On the Conception of Ideals of Heavens and of the World in Chinese Thought

並列摘要


This monograph deals with the traditional beliefs of the Chinese people, including the doctrines of the Three Teachings, i.e., Confucianism, Buddhism and religious Daoism. Buddhism and religious Daoism are generally recognised as religion, while Confucianism can only be marginally counted as one in the same category. The latter may be qualified if we emphasise the influences of the apocryphal scriptures of superstitious nature dominating China during the beginning of the first century, or the tremendous importance of the Examination System for the intellectuals to serve the state since the early fourteenth century. However, Confucianism still refuses to talk either about the concept of paradise or the life in the hell.
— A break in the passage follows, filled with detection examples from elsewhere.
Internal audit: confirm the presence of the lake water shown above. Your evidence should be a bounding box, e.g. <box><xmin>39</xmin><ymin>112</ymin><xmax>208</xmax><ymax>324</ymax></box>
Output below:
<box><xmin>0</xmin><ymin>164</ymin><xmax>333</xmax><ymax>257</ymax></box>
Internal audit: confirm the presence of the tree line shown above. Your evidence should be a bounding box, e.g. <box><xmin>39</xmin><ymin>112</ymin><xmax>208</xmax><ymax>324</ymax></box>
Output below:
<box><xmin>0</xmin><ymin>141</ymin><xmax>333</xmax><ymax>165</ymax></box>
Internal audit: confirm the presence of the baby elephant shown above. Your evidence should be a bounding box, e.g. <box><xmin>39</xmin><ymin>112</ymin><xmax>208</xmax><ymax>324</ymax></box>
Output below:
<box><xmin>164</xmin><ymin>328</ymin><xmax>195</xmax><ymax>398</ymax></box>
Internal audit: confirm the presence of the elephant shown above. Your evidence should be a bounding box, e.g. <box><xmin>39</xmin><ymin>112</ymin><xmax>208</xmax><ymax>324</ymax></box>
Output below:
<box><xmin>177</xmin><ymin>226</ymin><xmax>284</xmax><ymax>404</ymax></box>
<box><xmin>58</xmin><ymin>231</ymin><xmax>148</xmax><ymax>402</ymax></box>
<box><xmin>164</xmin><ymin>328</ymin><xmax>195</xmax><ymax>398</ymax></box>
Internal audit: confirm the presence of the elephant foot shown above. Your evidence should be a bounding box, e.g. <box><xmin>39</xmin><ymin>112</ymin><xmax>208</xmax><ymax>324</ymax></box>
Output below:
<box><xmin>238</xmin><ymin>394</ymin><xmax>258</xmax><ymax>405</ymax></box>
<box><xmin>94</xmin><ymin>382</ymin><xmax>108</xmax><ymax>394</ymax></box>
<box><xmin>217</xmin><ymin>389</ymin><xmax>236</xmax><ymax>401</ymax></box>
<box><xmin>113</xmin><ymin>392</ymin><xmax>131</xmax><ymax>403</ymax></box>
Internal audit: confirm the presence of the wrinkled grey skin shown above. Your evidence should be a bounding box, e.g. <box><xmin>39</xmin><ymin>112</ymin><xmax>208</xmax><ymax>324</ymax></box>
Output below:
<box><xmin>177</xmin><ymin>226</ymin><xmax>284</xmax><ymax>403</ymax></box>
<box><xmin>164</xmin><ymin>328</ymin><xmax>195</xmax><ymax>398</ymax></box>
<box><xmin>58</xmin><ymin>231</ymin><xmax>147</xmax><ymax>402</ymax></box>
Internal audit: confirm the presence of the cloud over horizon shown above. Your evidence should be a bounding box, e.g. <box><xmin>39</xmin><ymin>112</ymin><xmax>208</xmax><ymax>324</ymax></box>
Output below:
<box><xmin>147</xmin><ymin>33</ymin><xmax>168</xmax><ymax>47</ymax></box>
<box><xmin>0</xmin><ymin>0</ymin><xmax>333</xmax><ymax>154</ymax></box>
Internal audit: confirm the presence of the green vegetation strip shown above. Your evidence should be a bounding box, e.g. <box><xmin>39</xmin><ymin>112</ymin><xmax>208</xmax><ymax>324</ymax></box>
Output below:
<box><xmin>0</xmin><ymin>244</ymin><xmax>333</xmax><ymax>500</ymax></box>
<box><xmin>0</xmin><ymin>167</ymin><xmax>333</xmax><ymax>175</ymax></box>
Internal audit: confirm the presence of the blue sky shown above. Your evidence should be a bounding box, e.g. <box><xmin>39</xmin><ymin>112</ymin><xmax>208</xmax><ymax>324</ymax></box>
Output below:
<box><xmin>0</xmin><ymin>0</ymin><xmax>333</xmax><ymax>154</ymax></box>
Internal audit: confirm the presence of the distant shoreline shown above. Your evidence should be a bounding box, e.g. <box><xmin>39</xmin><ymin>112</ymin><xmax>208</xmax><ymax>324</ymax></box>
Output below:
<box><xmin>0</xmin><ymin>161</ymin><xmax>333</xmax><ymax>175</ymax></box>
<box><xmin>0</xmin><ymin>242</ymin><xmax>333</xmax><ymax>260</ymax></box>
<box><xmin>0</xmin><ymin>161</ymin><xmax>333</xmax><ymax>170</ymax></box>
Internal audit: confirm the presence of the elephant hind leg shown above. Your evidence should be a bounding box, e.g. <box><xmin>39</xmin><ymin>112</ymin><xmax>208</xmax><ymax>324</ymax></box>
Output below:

Popular beliefs that prevailed in the ancient times accept the concept of the soul which is subdivided into the material and spermatic po and the acrial hun. The po is denser and will descend to the earth when one dies and becomes decomposed, while the hun, since the Qin-Han times, wanders in the air and will report to the Lord of Mt. Tai (the first of the Five Sacred Mountains) for final approbation or inquisition. The idea of samsara (transmigration) did not exist in the Chinese beliefs until Hanayana Buddhism was introduced. When the King of the Hades, the Yamaraja, came to China, the Lord of Mt. Tai was absorbed into the Brahmanic-Buddhist hierarchy of the underworld and became one of the ten lords in the hell subordinated to Yama. The whole system was then copied by popular Daoism adding some paraphernalia of its own. Some of the Daoist scriptures composed from the fifth to the seventh centuries bear close resemblance to the earlier Buddhist works. The Pure Land belief of the Amitabha or Amitayus Cult as a branch of the Mahayana teaching provided some opportunities for exhortations for the indigenous scholars of China during the truculent time of the fourth century. The Pure Land, however, may be likened to an isolated, protected settlement where devotees may live and continue to cultivate their virtue. But the greater strength and spirit of the Mahayana as a whole in which each and every Bodhisattva took a vow never to become Buddhahood unless all the suffering beings have been redeemed and the Dirty Earth has been rebuilt echoes more with the true spirit of the original Confucian teaching.